In biblical interpretation, context matters – a lot. The context of the passage dictates how it is to be interpreted. In missing this crucial point many Texts have been snatched out of their original context and given meanings they were never intended to have. Each Scripture or passage only has one meaning, not many. It cannot mean one thing to me and another thing to you. Either you, or I, or both are wrong. There can be many different applications of a passage, but only one meaning.
Contexts to keep in mind when looking at a specific passage:
- Context of the whole Bible. What is the big picture and over all story? How does this passage fit with the whole story? The Bible is not an instruction manual that we consult when things aren’t going our way. It is not God’s love letter to us. It is God’s self revelation to us of His will, His character, His glory, His sovereignty, His story, and how He displays His glory through choosing a people for Himself to love and save.
- Context of the letter or book you’re reading. What is the cultural setting of the addressed people? What was the intent of the human author in writing it? To whom was it written? What was going on there?
- Context of the passage itself. What topic or idea is being explained or debated? What people group is being addressed (Christians, unbelievers, Pharisees, etc.)? It’s helpful to keep the passages directly before and after the section in question in mind while interpreting.
Two texts I hear/have heard misinterpret most often are the story of David and Goliath & Phil. 4:13. In both cases the story or context has nothing to do with us in any way being the heros or focus of the story. But, in our narcissistic culture, they get snatched kicking and screaming out of their contexts and taught in a way that makes us look good or helps us look within ourselves to do something really awesome. We love to think that God is on OUR sideline, cheering US on in OUR pursuits, you know, He’s there just in case we need Him.
In the story of David and Goliath, we become David, facing down our giants. With God’s help and a few smooth stones, we can defeat our bullies, overcome our hardships, conquer our fears, or defeat the opposing football team that beat us earlier in the season so we can go to the state playoffs. You get the point. In actuality this story (that really happened) is a picture of how Christ defeats our enemies (sin, Satan, death) for us as we look on like scared, paralyzed Israelites. If you consider all WE gain from HIS victory… this is a much better story.
In Philippians 4:13 Paul says “I can do all things through Christ who gives me strength.” I can’t help but think of how much disappointment this verse must cause people when it is misinterpreted to them. One of the most grievous misuses of this Text I see in my part of the country is in the area of sports, which happens to be a very influential god down here. A runner falls behind in a race. A boy stands on the free throw line at the end of the fourth quarter with his team down by one. Insert any underdog in any sport, ad nauseam. Then all they have to do is continue to think to themselves “I can do all things through Christ,” and boom! supernatural strength. Given this meaning the verse simply is not true and can’t bear the weight we place on it. The Bible is not a magical book from which we can pick and choose verses to chant for good luck.

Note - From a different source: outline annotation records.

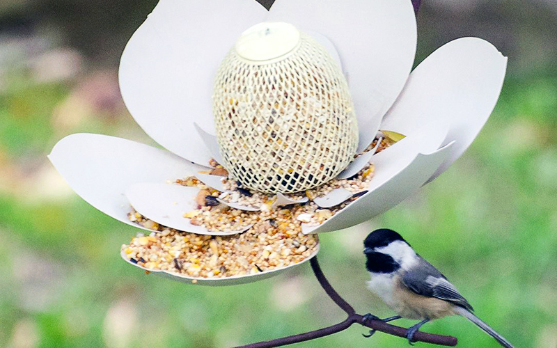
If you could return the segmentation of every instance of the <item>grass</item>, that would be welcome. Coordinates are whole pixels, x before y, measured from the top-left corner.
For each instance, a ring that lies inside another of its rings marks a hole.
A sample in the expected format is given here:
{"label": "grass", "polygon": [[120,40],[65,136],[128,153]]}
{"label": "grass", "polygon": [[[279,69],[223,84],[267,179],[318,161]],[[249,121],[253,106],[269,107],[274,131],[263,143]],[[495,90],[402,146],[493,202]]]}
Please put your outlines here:
{"label": "grass", "polygon": [[[3,166],[24,167],[30,158],[45,164],[59,139],[50,116],[68,93],[59,84],[24,85],[0,95]],[[446,173],[383,216],[322,237],[320,261],[334,286],[361,313],[392,314],[366,290],[361,254],[368,232],[391,228],[517,347],[556,347],[556,110],[554,75],[508,79],[485,129]],[[129,116],[123,119],[131,126]],[[102,120],[91,127],[118,133]],[[16,186],[29,180],[16,179]],[[0,187],[1,347],[23,347],[15,337],[39,347],[226,347],[344,319],[308,265],[231,287],[148,276],[120,259],[132,228],[73,195],[22,199],[21,190]],[[424,330],[455,335],[460,347],[499,347],[462,318]],[[406,347],[381,333],[365,339],[365,332],[354,326],[298,347]]]}

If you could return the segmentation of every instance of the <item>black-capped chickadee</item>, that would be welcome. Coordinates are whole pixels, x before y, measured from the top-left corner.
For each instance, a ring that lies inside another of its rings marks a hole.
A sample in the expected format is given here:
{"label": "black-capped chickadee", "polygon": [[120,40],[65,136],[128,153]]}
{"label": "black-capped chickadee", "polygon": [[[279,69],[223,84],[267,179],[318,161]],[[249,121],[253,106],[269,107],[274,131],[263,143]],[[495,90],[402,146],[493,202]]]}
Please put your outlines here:
{"label": "black-capped chickadee", "polygon": [[[455,285],[418,255],[398,233],[376,230],[363,242],[366,267],[371,274],[368,287],[400,317],[421,320],[408,329],[414,335],[424,324],[448,315],[462,315],[478,325],[506,348],[514,348],[507,340],[472,313],[473,309]],[[372,333],[372,332],[370,332]]]}

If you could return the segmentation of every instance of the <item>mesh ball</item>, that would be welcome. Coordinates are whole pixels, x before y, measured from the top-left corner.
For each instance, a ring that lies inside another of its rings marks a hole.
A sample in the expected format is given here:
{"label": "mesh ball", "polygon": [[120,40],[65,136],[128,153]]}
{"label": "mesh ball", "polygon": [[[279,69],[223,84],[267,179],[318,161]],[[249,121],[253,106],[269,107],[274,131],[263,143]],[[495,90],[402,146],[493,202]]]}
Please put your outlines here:
{"label": "mesh ball", "polygon": [[337,62],[285,23],[242,34],[214,83],[223,166],[245,187],[295,193],[335,177],[353,159],[358,126]]}

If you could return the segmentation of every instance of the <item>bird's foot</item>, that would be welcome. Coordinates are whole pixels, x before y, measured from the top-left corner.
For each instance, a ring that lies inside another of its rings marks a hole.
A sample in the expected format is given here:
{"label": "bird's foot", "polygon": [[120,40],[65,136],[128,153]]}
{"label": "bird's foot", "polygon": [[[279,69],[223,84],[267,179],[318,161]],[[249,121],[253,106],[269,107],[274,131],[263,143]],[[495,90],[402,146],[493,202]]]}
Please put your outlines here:
{"label": "bird's foot", "polygon": [[420,328],[422,327],[422,325],[429,322],[429,319],[426,319],[425,320],[422,320],[419,323],[416,324],[413,326],[410,326],[408,328],[408,331],[406,333],[406,338],[408,340],[408,343],[411,345],[414,345],[414,342],[416,342],[414,339],[414,335],[416,335],[416,333],[420,330]]}
{"label": "bird's foot", "polygon": [[[366,314],[366,315],[365,315],[363,316],[363,322],[365,324],[365,323],[368,322],[370,320],[381,320],[382,322],[384,322],[386,323],[388,323],[389,322],[392,322],[393,320],[396,320],[397,319],[400,319],[400,318],[402,318],[401,316],[395,315],[394,317],[389,317],[385,318],[385,319],[380,319],[379,317],[377,317],[375,315],[373,315],[371,313],[368,313],[368,314]],[[369,338],[371,336],[372,336],[374,333],[375,333],[376,331],[377,330],[370,330],[370,333],[366,335],[365,333],[362,333],[361,335],[365,337],[366,338]]]}

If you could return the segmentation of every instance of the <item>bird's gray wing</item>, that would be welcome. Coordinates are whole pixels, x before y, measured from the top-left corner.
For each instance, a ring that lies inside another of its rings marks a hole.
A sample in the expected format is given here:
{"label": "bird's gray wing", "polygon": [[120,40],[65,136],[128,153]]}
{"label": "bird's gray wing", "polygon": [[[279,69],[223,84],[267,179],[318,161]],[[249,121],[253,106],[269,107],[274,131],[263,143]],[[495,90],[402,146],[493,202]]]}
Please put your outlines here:
{"label": "bird's gray wing", "polygon": [[402,277],[404,285],[418,295],[448,301],[473,310],[464,297],[450,281],[431,264],[422,259],[418,266],[409,269]]}

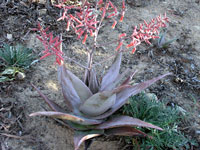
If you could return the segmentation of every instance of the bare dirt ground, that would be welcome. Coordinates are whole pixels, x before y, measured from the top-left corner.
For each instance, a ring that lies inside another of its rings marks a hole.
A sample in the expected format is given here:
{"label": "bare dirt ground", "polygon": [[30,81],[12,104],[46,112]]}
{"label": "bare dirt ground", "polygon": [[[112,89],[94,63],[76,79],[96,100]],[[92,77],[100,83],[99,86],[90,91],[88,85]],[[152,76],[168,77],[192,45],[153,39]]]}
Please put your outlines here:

The context of Philippians 4 is suffering and contentment. Paul is saying that he can endure all kinds of suffering and be content in any situation through Christ’s strength. This is much better news than “Jesus will help you win your sporting event” because hard times are coming for us all!
The point being, read the verses in context and allow them to say what they say instead of forcing them to say what you would like them to say. We trivialize the Bible when we make it about us. It does TALK about us, but that is NOT the same as us being the point of it. Christ is always the point of the Bible.